Even standard mania, bipolar I disorder, is prone to underdiagnosis, as reviewed below. Ketter has suggested using the term “Cade’s disease” in honour of John Cade, the discoverer of lithium, to refer to classic, lithium-responsive, type I manic-depressive illness (Terence Ketter, 2002, personal communication). The Epidemiologic Catchment Area (ECA) study, upon which much of the conventional wisdom regarding the prevalence of BD is based, reported that mania and hypomania occur in 1.2% of the general population over a lifetime (4). This prevalence is about one-fourth that of major depression and somewhat higher than the prevalence of schizophrenia.

The 4 to 1 ratio of unipolar to bipolar disorder has been doubted by researchers specializing in BD. In a comprehensive review of the epidemiological literature, Goodwin and Jamison (3) estimated a 2 to 1 ratio of unipolar to bipolar disorder; in an epidemiologic study among the Amish, the observed ratio was 1 to 1 (5).

 

Follow-up studies on the diagnostic validity of the ECA study cast further doubt upon its findings. Anthony and associates found quite poor interrater agreement (kappa values) for Axis I psychiatric diagnoses in 1 of 5 cities in the ECA study (the Baltimore site). They used a gold standard of clinical reappraisal based on DSM-III criteria to reassess diagnoses made by the lay researchers using the Diagnostic Interview Schedule (DIS; a research diagnostic interview designed for use in the ECA [4,6]). In the ECA study, no kappa value exceeded 0.35, although conventionally acceptable kappas for epidemiological studies are generally above 0.70. Further, the kappa for mania was an abysmal 0.05. As such, in only 5% of cases in this sample were the data used in the ECA study confirmed by clinicians experienced in diagnosing mania. Helzer and colleagues reported similar findings at the St Louis ECA site (7). These problems with the ECA data were further highlighted by Dohrenwend (8). Robins, the developer of the DIS, also expressed concern about those findings (9). It is quite possible that the ECA data have contributed to the neglect of research on BD.
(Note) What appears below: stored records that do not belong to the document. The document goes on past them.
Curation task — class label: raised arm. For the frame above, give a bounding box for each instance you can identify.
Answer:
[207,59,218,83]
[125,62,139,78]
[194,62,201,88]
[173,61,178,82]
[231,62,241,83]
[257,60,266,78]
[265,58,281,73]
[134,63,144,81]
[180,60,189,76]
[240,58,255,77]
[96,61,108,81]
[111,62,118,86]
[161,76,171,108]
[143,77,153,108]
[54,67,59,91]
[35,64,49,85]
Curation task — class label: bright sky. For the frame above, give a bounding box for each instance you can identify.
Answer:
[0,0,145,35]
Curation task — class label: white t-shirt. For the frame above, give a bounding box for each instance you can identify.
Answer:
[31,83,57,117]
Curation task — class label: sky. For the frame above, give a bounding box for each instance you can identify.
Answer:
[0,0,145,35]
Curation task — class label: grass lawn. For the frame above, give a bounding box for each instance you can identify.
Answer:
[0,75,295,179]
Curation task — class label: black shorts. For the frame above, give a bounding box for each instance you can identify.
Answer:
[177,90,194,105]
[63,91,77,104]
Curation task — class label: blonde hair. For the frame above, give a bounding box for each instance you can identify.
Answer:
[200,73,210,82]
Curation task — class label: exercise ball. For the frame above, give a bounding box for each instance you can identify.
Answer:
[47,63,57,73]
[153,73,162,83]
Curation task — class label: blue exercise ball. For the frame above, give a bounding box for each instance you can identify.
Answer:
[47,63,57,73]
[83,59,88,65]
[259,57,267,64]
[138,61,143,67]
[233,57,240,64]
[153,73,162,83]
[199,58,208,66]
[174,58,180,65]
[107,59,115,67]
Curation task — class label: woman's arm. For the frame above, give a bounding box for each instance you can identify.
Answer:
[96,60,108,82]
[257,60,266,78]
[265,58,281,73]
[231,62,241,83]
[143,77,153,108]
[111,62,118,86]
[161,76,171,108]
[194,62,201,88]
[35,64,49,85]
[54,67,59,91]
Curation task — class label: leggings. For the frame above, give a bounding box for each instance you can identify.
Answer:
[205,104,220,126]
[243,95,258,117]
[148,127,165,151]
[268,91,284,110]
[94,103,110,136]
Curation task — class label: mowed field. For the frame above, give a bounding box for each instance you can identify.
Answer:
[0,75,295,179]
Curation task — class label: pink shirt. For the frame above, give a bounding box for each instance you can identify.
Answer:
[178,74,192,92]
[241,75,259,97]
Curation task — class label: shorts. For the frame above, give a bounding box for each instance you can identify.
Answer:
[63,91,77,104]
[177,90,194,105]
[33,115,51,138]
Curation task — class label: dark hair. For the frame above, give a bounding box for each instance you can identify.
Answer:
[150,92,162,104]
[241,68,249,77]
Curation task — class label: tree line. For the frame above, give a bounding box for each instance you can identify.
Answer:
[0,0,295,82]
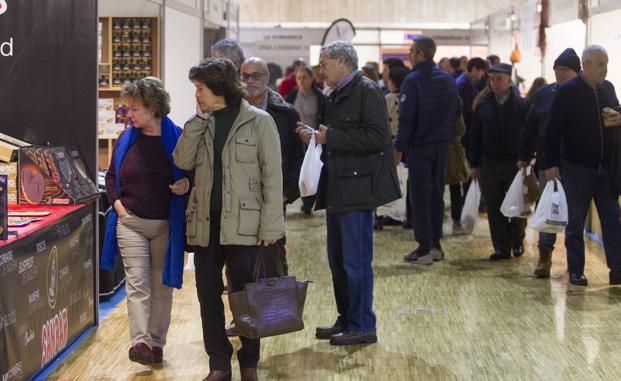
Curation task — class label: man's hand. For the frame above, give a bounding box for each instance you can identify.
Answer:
[604,110,621,127]
[114,200,129,217]
[545,167,561,181]
[517,160,530,169]
[395,150,403,166]
[259,239,277,247]
[470,168,481,180]
[168,177,190,196]
[295,122,315,143]
[315,124,328,144]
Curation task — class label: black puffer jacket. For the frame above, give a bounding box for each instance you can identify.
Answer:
[267,89,304,204]
[316,73,401,213]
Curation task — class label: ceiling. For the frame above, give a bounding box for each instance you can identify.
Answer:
[237,0,520,26]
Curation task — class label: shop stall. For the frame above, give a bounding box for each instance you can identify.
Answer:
[0,0,98,380]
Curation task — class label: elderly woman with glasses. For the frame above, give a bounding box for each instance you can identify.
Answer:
[173,59,285,381]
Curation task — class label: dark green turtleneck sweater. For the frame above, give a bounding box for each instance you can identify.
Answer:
[210,104,240,212]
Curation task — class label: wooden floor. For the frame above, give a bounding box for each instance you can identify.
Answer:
[50,200,621,381]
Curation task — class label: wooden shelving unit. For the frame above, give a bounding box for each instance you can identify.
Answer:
[97,16,161,170]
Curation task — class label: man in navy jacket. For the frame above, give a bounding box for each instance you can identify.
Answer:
[518,48,580,278]
[468,63,528,261]
[543,45,621,286]
[395,36,459,265]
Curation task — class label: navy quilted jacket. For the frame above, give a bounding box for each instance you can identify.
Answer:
[395,60,459,152]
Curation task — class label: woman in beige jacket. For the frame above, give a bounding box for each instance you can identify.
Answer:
[173,59,285,381]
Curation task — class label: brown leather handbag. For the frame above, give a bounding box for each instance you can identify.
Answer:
[229,243,309,339]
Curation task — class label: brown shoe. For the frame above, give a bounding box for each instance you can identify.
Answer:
[129,343,153,365]
[152,346,164,364]
[535,247,553,278]
[239,368,259,381]
[203,370,232,381]
[403,247,433,266]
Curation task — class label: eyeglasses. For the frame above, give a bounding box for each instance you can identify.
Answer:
[241,72,267,82]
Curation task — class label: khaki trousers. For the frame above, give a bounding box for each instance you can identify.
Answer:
[116,214,173,348]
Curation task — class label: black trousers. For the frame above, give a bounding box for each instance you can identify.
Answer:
[481,158,526,254]
[194,212,260,370]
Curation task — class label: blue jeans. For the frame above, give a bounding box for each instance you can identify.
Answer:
[407,142,450,251]
[326,210,375,332]
[561,161,621,274]
[537,171,556,249]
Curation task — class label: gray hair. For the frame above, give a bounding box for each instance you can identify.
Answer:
[211,38,246,70]
[582,45,608,63]
[321,41,358,70]
[121,77,170,118]
[240,57,270,75]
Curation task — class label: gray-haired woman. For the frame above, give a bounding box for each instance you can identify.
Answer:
[101,77,190,364]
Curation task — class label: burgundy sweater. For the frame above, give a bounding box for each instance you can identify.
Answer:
[106,134,173,220]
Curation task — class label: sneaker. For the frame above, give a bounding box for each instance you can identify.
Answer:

The Iowa 500 project (10) reported that consulting hospital charts resulted in increased diagnosis of mania in relatives of psychiatric probands. Surprisingly, even the most rigorous research-based clinical interview (mean duration, 102 minutes) underestimated the incidence of mania in relatives by almost one-third (morbidity risk 1.9 [SD 1.07] excluding hospital charts, compared with 5.3 [SD 1.73] including hospital charts). It is clear that many patients forget or deny past hospitalization for mania in the course of clinical interviews. In the absence of external sources of information (as was the case in the ECA study), the diagnosis of BD is probably underestimated. The frequency of BD misdiagnosis has been assessed in a few recent empirical studies. In 1 survey, 48% of the members of the National Depressive and Manic Depressive Association (NDMDA) reported that they had seen 3 or more mental health professionals before receiving a diagnosis of BD (11); 57% of the members received another major psychiatric diagnosis during that time most commonly unipolar major depressive disorder (MDD) (44%), followed by schizophrenia (34%). On average, it took 8 years of clinical treatment before the diagnosis of BD was correctly made. However, the results should be interpreted with some caution, because it is possible that people with poor treatment experiences are more likely to gravitate toward the NDMDA. Also, because the data are based on a self-report survey rather than a clinical interview, they may not be generalizable.